Despite decades of research invested, still Tuberculosis (TB) remains a life-threatening disease without an effective medication in market. In recent past, targeting the shallow binding sites, the covalent inhibitors are promising candidates against various 'undruggable' diseases. Inspired by inhibition efficiency of a mammalian antimicrobial metabolite Itaconate, a series of its derivatives will be prepared with CoLibri and screened. Covalent docking of promising candidates will be done on isocitrate lyase (PDB: 6XPP). Since Itaconate is a covalent inhibitor, modelling the bond making/breaking process using DFT, MD and QM/MM methods will be intriguing which in turn shed light on the mechanism of inhibition that helps us to develop efficient covalent inhibitors. Understanding the mechanism of action will play a vital role in designing new drugs. The outcomes will contribute significantly towards the ‘End TB By 2030’ strategy taken by WHO in eradicating the threat of Tuberculosis from our planet.

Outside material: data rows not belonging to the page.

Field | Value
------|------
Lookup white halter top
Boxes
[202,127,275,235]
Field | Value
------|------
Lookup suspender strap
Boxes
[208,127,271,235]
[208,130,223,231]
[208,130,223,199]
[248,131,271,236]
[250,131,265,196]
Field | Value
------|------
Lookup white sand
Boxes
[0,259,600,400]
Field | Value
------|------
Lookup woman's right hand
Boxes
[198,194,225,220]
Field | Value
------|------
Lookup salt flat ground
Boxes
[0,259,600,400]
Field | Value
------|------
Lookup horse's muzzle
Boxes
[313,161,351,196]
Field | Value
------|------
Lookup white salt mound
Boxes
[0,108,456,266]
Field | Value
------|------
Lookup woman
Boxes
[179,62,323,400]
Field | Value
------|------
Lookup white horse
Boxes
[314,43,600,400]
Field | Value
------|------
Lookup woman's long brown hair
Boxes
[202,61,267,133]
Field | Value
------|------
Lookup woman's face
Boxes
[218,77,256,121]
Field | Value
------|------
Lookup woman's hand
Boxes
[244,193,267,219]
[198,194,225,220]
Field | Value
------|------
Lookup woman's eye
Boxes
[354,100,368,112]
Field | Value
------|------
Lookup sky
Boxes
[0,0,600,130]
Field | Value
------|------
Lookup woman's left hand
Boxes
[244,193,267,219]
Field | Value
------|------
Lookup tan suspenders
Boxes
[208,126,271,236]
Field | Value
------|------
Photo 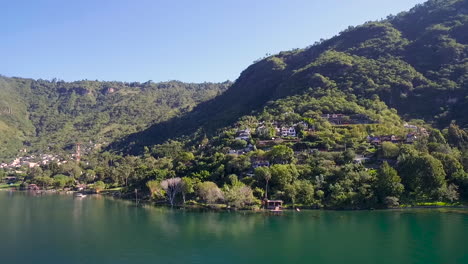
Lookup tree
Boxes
[375,162,404,205]
[294,180,314,206]
[28,167,43,179]
[33,176,54,190]
[254,167,271,199]
[93,181,106,193]
[223,174,255,208]
[54,174,73,189]
[447,123,468,148]
[80,169,96,182]
[398,154,445,198]
[382,141,400,159]
[146,180,164,198]
[161,178,183,206]
[116,163,135,186]
[270,164,299,190]
[181,177,195,204]
[197,181,224,204]
[267,145,294,164]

Aaron Kuriakose intends to achieve the following milestones:
- CoLibri to prepare Itaconate derivatives followed by virtual screening to find the best suitable candidate.
- Drug-likeness, electronic-structure characterization and covalent docking analysis to evaluate the drug and its best possible binding modes.
- Molecular Dynamics simulation subsequently QM/MM calculations to explore the mechanistic aspects of covalent inhibition at the active site.